Première constatation de la part du chercheur, les deux vagues de milléniaux ont montré des résultats similaires et ne sont pas clairement différentiables. La recherche a permis de découvrir de nouvelles «ancres» comme l’impact sociétal ou social d’une activité, qui donne un sens à l'activité, ou le fait d’avoir du temps pour faire un travail de qualité, «contrairement au privé, qui, sans tomber dans le cliché», représente l’une des remarques régulièrement formulées par les personnes interrogées.
Les deux catégories d’âge se distinguent en revanche nettement des autres générations en cela qu'elles attachent davantage d'importance au développement personnel dans leur travail, leur carrière et au sein de leur équipe. Pour Armand Brice Kouadio, ces éléments sont importants, car ils peuvent «être intégrés à la boîte à outils des responsables des ressources humaines» et être utilisés dans le recrutement, par exemple, pour «attirer des employés épousant les valeurs et buts organisationnels de la structure» ou dans le développement des carrières.

Des résultats confirmés lors du panel de discussion qui a suivi la présentation du chercheur. Une représentante de l’administration fédérale a ainsi constaté que «l'administration ne se préoccupait que peu du développement des carrières des jeunes générations, étant surtout focalisée sur le fait que le travail actuel soit fait de la meilleure manière possible». Elle a également constaté que le télétravail, qui est souvent une option privilégiée des jeunes, est une option dont il est, dans la pratique, très difficile de profiter car contraignante à mettre en oeuvre. Un point de vue nuancé par un autre expert, issu d’une administration cantonale, qui a réalisé un projet pilote pour mieux flexibiliser le travail. L’une des mesures: la fin du timbre systématique au profit d’un simple décompte des heures. Cette petite révolution a été très bien vécue dans le service, a-t-il précisé, ainsi que d'autres mesures parallèles donnant plus de liberté aux employés. 
 
Les jeunes générations sont-elles vraiment différentes de leurs aînés? Invitée à parler de sa longue expérience avec les agents publics en France, Françoise Waintrop a clairement montré ses doutes en la matière. Chargée de mission Innovation à l’Ecole nationale d’administration française (ENA), elle a estimé que «peu importe l’âge». «Un jeune peut être vieux dans sa tête. Il faut surtout savoir se décadrer», a ajouté celle qui a également été cheffe de projet Nudge au Secrétariat général pour la modernisation de l'action publique (SGMAP).

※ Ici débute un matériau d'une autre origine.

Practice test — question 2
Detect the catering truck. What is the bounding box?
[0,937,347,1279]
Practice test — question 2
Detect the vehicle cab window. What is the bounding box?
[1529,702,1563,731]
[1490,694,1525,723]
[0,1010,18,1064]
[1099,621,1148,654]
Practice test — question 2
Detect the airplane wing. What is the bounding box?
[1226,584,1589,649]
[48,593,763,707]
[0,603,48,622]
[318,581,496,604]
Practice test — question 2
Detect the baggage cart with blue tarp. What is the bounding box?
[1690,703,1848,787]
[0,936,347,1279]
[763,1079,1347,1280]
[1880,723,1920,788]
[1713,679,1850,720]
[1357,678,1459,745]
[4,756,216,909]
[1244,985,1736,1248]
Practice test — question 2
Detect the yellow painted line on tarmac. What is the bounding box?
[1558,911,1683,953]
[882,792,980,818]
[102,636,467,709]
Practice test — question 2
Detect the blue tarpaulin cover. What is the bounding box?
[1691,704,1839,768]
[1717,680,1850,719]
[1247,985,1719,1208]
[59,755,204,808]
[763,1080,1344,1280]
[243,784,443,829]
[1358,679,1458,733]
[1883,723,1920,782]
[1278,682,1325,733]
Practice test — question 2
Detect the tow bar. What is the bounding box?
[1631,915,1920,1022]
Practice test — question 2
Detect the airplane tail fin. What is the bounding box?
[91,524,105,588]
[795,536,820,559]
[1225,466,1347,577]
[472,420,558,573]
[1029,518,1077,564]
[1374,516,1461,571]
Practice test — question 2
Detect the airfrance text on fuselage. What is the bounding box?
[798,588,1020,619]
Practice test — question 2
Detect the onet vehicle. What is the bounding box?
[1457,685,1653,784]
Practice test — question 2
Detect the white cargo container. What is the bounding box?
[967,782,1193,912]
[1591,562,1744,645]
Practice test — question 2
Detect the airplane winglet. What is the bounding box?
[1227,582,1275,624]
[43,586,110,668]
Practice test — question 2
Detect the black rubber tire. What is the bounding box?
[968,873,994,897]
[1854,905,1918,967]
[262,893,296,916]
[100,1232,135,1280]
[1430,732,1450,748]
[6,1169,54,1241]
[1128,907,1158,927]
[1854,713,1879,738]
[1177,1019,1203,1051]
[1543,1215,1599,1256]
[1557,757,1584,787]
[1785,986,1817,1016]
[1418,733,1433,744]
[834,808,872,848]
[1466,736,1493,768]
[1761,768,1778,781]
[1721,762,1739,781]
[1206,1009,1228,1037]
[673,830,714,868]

Le défi de la relève dans le secteur public prend en effet une forme quelque peu différente en France. Françoise Waintrop a soulevé le problème de l’homogénéité des étudiants de l’ENA «choisis par concours et qui reproduisent ainsi le conformisme de leurs prédécesseurs». L’arrivée des nouvelles technologies ne modifie pas cette tendance: «On utilise des outils numériques mais cela ne change pas les mentalités, qui restent très classiques, notamment parce que les milieux sociaux d’où proviennent les étudiants sont toujours les mêmes», a-t-elle regretté. Elle a souligné les bonnes intentions du Plan Borloo pour créer une académie des leaders dans les banlieues afin de leur former et les intégrer dans l’administration, mais qui n’a pas fonctionné comme espéré. Une difficulté à laquelle la Suisse échappe, l’origine sociale des recrues n’étant pas aussi homogène et leur formation, généralement plus variée, ne les formatant pas autant.